20344
Early Social Communication Predictors of Clinical Diagnosis from 18 to 24 Months

Thursday, May 14, 2015: 5:30 PM-7:00 PM
Imperial Ballroom (Grand America Hotel)
T. N. Day1, W. Guthrie1, C. Schatschneider2 and A. M. Wetherby1, (1)Florida State University Autism Institute, Tallahassee, FL, (2)Florida State University, Tallahassee, FL
Background: Social communication deficits are often the first noticeable ‘red flags’ of autism spectrum disorder (ASD), as typically developing (TD) children demonstrate robust intentional modes of social communication (i.e., to engage another person in their requesting and expressing interest) by one year of age. Previous studies have identified differences in social communication in children with ASD (Chawarska et al., 2014; Clifford et al., 2007; Wetherby et al., 2007), but some of these studies have not had the power to detect potential differences between children with ASD and developmental delay (DD). Given the average age of diagnosis at 4-5 years (CDC, 2014), it is important to identify early indicators that can reliably differentiate TD, DD, and ASD. Since communication delays are usually present by the second year of life and may be more readily identified by parents and professionals than other red flags (e.g., repetitive behaviors), these social communication skills represent an important measure for early screening.

Objectives: (1) Examine differences in social communication at 18-24 months between children diagnosed with ASD, DD, and TD and (2) Identify significant predictors of diagnosis of ASD compared to DD or TD.

Methods: Children participated in the FIRST WORDS® Project at Florida State University and were administered the Communication and Symbolic Behavior Scales (CSBS; Wetherby & Prizant, 2002) Behavior Sample between 18-24 months. They also received a concurrent diagnostic battery to determine best-estimate diagnosis of ASD (n=275), DD (n=93), or TD (n=99).

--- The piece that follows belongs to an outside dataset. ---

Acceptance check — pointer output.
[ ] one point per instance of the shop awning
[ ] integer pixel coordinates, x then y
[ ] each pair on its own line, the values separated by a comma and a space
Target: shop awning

Results: An ANCOVA, controlling for age and nonverbal skills, revealed that the ASD group had lower CSBS Cluster scores, which measure seven distinct dimensions of social communication, than the TD group (p<.001). All Cluster scores were significantly lower in ASD than DD (p<.05), except for Word Use. Logistic regressions examined z-scored CSBS Clusters to identify significant predictors of clinical diagnosis. In comparing ASD and TD, four significant predictors emerged (p<.05): Emotion & Eye Gaze (odds ratio [OR]=.30), Gestures (OR=.38), Sounds (OR=.40), and Understanding (OR=.57). Overall, 88% of children were accurately classified as either ASD or TD (sensitivity: 93%, specificity: 77%). In the model comparing ASD and DD, Emotion & Eye Gaze (OR=.32) and Gestures (OR=.55) were significant predictors (p<.05) of clinical diagnosis. In total, 80% of the children were accurately classified as either ASD or DD (sensitivity: 92%, specificity: 53%).

Conclusions: Results indicate that social communication deficits measured by the CSBS discriminate children with ASD from both DD and TD. Four of the seven clusters differentiated ASD from TD, resulting in 88% correct classification. Impressively, just two clusters (Emotion & Eye Gaze and Gestures) resulted in 80% correct classification of ASD and DD. This suggests that screening should focus on gaze, facial expressions, and gestures to most efficiently identify children with ASD. Given the high sensitivity rates found, the CSBS may serve as a useful ASD screening tool to identify children in need of ASD-specific testing. Higher specificity in the TD than DD analyses suggests that many “false positives for ASD” may indicate non-ASD delays requiring intervention services.